J.W.: Warum wurden genau diese Ausschnitte aus den Filmen gewählt?
M.S.: Ein gelungener Film, ein Gemälde, ein Gedicht oder ein Lied ist ein Werk, das bei Ihnen Emotionen auslösen wird. Ein Video, das einen vertonten Text begleitet, muss die Emotionen, die man vermitteln will, tatsächlich verstärken oder sogar verzehnfachen.
In den Filmfragmenten, die ich verwende, besteht der Wunsch, den Text und die Musik zu unterstützen. Das russische und sowjetische Kino ist sehr reichhaltig und ich hatte das Glück, sehr große Werke zu entdecken, die von großartigen Schauspielern gespielt und von ausgezeichneten Regisseuren inszeniert wurden. Und ich mache weiter; ich schaue mir Filme in der Originalversion auf Russisch, mit französischen Untertiteln an. Das hilft mir, die Aussprache und die gängigen Ausdrücke zu lernen. Aber ich habe noch viel Arbeit vor mir, bis ich es fließend verstehen und sprechen kann.

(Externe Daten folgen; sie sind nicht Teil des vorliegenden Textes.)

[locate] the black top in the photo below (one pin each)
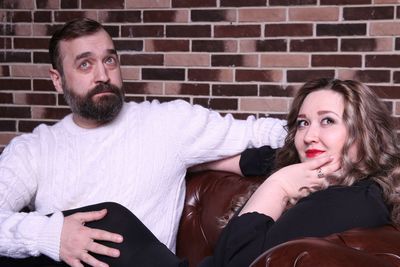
(333, 210)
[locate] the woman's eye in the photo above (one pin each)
(301, 123)
(327, 121)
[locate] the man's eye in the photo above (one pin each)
(84, 65)
(301, 123)
(111, 60)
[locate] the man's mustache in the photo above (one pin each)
(104, 88)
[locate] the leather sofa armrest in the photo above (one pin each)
(208, 198)
(356, 247)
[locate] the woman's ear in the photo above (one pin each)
(57, 80)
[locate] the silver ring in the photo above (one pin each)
(320, 174)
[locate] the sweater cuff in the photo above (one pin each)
(278, 133)
(50, 235)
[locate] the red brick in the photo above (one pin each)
(373, 76)
(238, 31)
(5, 42)
(384, 91)
(6, 98)
(361, 45)
(345, 2)
(42, 16)
(64, 16)
(222, 75)
(102, 4)
(142, 59)
(47, 4)
(262, 14)
(166, 45)
(187, 59)
(258, 75)
(18, 16)
(4, 71)
(349, 61)
(275, 90)
(34, 99)
(234, 60)
(193, 3)
(147, 88)
(342, 29)
(385, 61)
(188, 31)
(292, 2)
(314, 45)
(120, 16)
(70, 4)
(43, 85)
(8, 126)
(234, 90)
(217, 103)
(277, 45)
(142, 31)
(290, 29)
(15, 84)
(368, 13)
(128, 45)
(241, 3)
(163, 74)
(214, 46)
(15, 57)
(306, 75)
(7, 29)
(31, 43)
(213, 15)
(314, 14)
(15, 112)
(165, 16)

Im Video von Voznesenie gibt es Ausschnitte aus verschiedenen Filmen, Filme, die mir in den letzten Monaten besonders gut gefallen haben; es gibt die Serie Schuld und Sühne von Dmitrij Svetozarov (2007), Gorod Zero von Karen Chakhnazarov (1988), die Serie Мaster i Margarita von Vladimir Bortko (2005) einen sehr kurzen Ausschnitt aus Tsareubiitsa von Karen Chakhnazarov (1991) und einige Sequenzen, die in der U-Bahn und auf den Straßen von St. Petersburg von Videokünstlern gedreht wurden, stpetersburgwalker (2024) und Ambiance of Saint Petersburg (2023). Ich habe mehrere Bilder aus diesen verschiedenen Werken ausgewählt, um den Ton zu illustrieren, den dieses Gedicht von Majakowskij in mir hervorgerufen hat. Bei Majakowskij gibt es diese abstrakten Begriffe, die auf geniale Weise Leidenschaft und Melancholie heraufbeschwören. Ich wollte diese Interpretation mit Bildern illustrieren, die mir passend erschienen.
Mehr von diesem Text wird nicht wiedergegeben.